Thursday, April 18, 2024


Racial gap is still huge in America…

August 3, 2009 by  
Filed under News, Weekly Columns

(Akiit.com) One day, America will truly free itself of the chains of its racist past. But this country is a long way from the “post-racial era” that some proclaimed after the election of Barack Obama as the first African American U.S. president.

Even Obama acknowledged that in his speech last month in New York to the NAACP. Speakers at the National Urban League conference last week in Chicago agreed.

The issue of race also made national headlines in July when Harvard Professor Henry Louis Gates Jr. returned to his Cambridge, Mass., home from China. Police responding to a break-in call treated the African-American studies scholar as a suspect, arresting him at his home. It shouldn’t have happened, but race and the negatives blacks live with overrule reason.

The National Urban League in its book “The State of Black America 2009: Message to the President” describes the injustice and indignities that African Americans face:

“Ironically, even as an African-American man holds the highest office in the country, African Americans remain twice as likely as whites to be unemployed, three times more likely to live in poverty and more than six times as likely to be incarcerated.”

Overall, the Urban League’s annual Equality Index measuring the economic, health, education, social justice and civic engagement status of blacks compared with whites fell from 2008 to 2009.

The Urban League book notes that if education is a way out of poverty and other disparities, black people have found that pathway nearly bricked shut.

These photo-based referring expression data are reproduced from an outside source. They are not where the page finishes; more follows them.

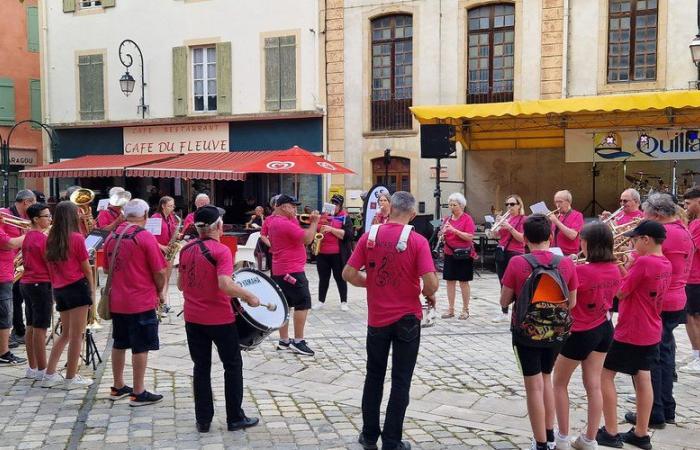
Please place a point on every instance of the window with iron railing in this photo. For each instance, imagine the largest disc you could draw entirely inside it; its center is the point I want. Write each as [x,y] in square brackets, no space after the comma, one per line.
[392,72]
[490,53]
[632,35]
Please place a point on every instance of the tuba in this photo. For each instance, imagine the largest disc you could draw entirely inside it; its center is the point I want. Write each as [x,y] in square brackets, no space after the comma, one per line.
[83,198]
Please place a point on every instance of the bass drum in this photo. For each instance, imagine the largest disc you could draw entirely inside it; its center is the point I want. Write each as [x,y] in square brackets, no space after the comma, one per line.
[256,323]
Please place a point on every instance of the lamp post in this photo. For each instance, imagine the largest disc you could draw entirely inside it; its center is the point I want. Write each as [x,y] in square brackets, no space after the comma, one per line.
[127,82]
[695,49]
[5,147]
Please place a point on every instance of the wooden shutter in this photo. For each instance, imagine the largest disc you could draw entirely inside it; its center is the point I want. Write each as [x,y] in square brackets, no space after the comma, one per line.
[223,78]
[179,81]
[68,5]
[91,75]
[32,28]
[7,102]
[35,100]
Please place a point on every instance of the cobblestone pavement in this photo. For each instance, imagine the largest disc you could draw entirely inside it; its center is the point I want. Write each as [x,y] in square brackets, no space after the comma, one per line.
[466,392]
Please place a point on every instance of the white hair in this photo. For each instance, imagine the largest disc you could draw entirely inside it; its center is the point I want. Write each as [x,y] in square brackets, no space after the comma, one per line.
[136,208]
[457,197]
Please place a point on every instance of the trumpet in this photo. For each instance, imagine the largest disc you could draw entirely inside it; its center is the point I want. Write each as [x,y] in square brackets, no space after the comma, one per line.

More than 55 years has passed since the Brown vs. Topeka Board of Education Supreme Court decision ending legal segregation. Yet, nearly half of the black students and nearly 40 percent of the Latino students compared with 11 percent of the white students “attend high schools in which graduation is not the norm.”

“In too many ways, by too many measures, we appear to be even further away from realizing the full promise of education” than just after the Brown ruling, the book says. Each year more than 1 million kids leave school without graduating.

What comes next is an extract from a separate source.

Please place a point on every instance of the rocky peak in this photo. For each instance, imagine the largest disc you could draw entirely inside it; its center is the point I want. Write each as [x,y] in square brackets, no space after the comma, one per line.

“Their failure to graduate has long lasting individual, community and nationally adverse consequences,” the book notes. “Dropouts from the class of 2008 alone will cost the United States almost $319 billion in lost wages over their lifetime.”

In 1964, a dropout earned 64 cents for every dollar made by those with at least a high school diploma. In 2004, the dropout earned only 37 cents for every dollar made by the high school graduate.

It is an American problem. But black families will hurt more. The black median income in 2009 was only $33,916 compared with whites’ $52,115. The homeownership rate in 2009 for blacks was 47.2 percent compared with 75.2 percent for whites.

The Urban League book also reported that average black families have a net worth that is 10 percent of white families’.

“Almost 30 percent of black families have zero or negative net worth,” the book noted. “And far fewer blacks than whites benefit from inherited wealth or assets.”

It affects how people view blacks and how blacks fare in education, jobs, housing, health and run-ins with police. Rather than a fair shake, continued poor treatment is the outcome.

What’s clear is that education and wealth accumulation have to be the new paths in the 21st century civil rights march for blacks. They’re the way out of poverty, racial profiling, inequities and despair.

Obama’s words to the NAACP offer guidance.

“We need a new mindset, a new set of attitudes – because one of the most durable and destructive legacies of discrimination is the way we’ve internalized a sense of limitation; how so many in our community have come to expect so little from the world and from themselves…. No one has written your destiny for you. Your destiny is in your hands – you cannot forget that. That’s what we have to teach all of our children. No excuses.”

My hope is progress occurs and a post-racial era becomes a reality in our lifetime.